None of this was in the minds of the three sailors inspecting the Kwembly’s damage. They were simply surprised and delighted to find that the lost trucks had merely popped out of the sockets in which they normally swiveled and into which they could apparently be replaced with little trouble, provided they could be found. With this problem settled to his satisfaction, Beetchermarlf made a brief cast over the river bottom to the limits imposed by the safety lines and found twelve of the trucks within that radius. Some of these were damaged: tracks broken or with missing links; bearing wheels cracked; a few axles bent. The three gathered all the material they could reach and transport and brought it back to the Kwembly’s stern. The helmsman considered doubling up on the safety lines and increasing their search radius but decided to report to Dondragmer and get his approval first. Indeed, the helmsman was a bit surprised that the captain had not appeared earlier, in view of his announced intention of checking outside.
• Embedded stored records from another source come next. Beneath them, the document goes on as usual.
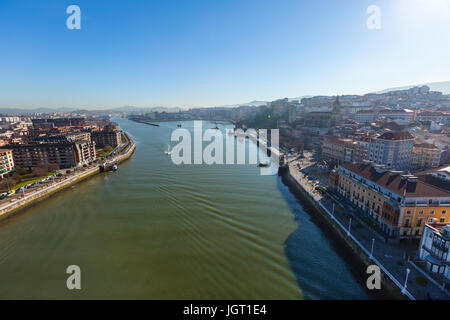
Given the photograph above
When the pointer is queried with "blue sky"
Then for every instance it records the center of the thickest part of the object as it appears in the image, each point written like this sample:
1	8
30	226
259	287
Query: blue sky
214	52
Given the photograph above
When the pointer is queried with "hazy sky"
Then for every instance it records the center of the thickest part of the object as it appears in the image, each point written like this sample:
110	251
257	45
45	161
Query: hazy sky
214	52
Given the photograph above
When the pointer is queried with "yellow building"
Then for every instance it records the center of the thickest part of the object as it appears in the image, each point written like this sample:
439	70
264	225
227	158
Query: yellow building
400	204
6	162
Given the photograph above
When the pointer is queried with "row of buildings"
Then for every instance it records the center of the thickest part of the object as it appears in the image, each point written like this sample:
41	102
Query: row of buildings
394	150
58	143
402	205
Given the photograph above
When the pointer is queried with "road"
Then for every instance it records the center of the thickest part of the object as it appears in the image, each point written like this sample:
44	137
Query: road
391	256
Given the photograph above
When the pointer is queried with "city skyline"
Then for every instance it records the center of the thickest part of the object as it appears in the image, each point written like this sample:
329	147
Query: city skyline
213	54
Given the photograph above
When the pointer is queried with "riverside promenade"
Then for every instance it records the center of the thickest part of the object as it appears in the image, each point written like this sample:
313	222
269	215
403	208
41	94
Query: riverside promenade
23	200
367	244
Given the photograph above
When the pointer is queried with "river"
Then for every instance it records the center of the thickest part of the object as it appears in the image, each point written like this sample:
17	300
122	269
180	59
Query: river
155	230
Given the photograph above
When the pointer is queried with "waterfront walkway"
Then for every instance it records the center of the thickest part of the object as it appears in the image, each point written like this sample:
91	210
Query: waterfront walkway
123	151
389	257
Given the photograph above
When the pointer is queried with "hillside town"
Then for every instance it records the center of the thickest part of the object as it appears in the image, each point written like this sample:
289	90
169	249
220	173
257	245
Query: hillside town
380	160
34	147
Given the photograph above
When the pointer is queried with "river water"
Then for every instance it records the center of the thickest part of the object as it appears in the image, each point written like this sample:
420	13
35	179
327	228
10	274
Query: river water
154	230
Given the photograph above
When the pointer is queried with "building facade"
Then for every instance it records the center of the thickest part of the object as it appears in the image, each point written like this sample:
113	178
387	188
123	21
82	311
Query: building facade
425	156
434	248
337	150
106	138
400	204
61	154
392	149
6	162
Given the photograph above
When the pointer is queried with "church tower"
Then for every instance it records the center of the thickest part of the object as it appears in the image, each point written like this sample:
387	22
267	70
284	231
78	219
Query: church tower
336	116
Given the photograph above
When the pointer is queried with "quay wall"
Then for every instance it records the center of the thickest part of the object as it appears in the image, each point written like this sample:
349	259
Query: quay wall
11	208
359	256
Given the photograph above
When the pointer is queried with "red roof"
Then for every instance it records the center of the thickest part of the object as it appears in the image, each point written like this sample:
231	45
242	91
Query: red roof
395	183
403	135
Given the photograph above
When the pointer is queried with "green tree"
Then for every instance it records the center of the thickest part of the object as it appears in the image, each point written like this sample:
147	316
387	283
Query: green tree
108	149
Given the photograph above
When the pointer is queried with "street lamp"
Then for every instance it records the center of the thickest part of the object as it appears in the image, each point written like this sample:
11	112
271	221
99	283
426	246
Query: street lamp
371	251
406	281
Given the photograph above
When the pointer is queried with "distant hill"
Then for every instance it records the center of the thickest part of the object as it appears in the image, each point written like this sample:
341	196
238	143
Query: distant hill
443	87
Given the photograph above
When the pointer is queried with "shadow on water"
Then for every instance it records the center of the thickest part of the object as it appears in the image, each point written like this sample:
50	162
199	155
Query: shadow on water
327	268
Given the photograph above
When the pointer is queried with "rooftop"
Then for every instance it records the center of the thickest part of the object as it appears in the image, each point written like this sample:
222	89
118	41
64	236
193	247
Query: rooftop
396	182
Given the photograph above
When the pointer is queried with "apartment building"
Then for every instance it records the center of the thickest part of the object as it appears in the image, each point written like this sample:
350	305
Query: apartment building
337	149
106	138
392	149
434	248
6	162
64	154
399	203
425	156
361	151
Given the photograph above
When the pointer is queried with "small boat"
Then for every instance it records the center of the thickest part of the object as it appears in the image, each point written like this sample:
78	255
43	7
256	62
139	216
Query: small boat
168	151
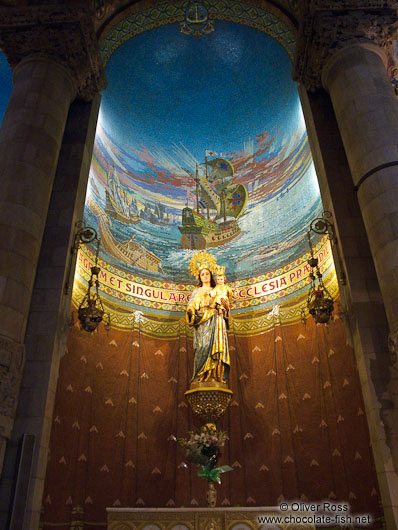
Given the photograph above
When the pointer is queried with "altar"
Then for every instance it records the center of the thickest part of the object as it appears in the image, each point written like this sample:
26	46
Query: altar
236	518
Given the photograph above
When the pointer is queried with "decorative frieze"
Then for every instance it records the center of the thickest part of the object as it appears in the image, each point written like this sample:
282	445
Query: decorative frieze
63	34
327	27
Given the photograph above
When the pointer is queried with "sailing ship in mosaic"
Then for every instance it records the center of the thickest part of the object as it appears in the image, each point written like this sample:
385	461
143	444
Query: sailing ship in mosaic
219	204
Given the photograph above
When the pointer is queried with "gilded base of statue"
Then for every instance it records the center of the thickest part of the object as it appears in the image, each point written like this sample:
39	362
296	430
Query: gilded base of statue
211	495
209	399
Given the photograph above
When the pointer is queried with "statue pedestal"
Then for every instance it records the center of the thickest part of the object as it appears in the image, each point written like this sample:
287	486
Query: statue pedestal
199	518
209	400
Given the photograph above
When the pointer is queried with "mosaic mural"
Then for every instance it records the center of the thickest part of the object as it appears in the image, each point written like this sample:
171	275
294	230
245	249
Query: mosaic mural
201	144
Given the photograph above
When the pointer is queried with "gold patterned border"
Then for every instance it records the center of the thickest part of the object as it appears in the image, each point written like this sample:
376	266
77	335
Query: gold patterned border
174	12
166	325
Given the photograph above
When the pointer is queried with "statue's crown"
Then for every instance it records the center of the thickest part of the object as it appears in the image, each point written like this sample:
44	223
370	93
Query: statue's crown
202	260
220	271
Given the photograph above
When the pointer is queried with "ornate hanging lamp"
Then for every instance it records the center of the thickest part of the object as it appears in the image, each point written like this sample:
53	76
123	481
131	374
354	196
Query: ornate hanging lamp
91	310
319	300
He found the reason when he and his companions went back around the stern to the lock. Dondragmer, his two companions of the original sortie and six more crewmen, who had evidently been summoned in the meantime, were near the middle of the Kwembly laboring to remove boulders from the region of the main air lock.
The breathing suits had no special communication equipment, and the transmissive matching between their hydrogen-argon filling and the surrounding liquid was extremely poor; but the Mesklinite voice, built around a swimming siphon rather than a set of lungs (the hydrogen-using midgets lacked lungs) was another thing which had bothered human biologists. The helmsman caught his captain’s attention with a deep hoot and gestured him to follow around the stern of the cruiser. Dondragmer assumed that the matter was important and came along after directing the others to continue their work. One look and a few sentences from Beetchermarlf brought him abreast of the situation.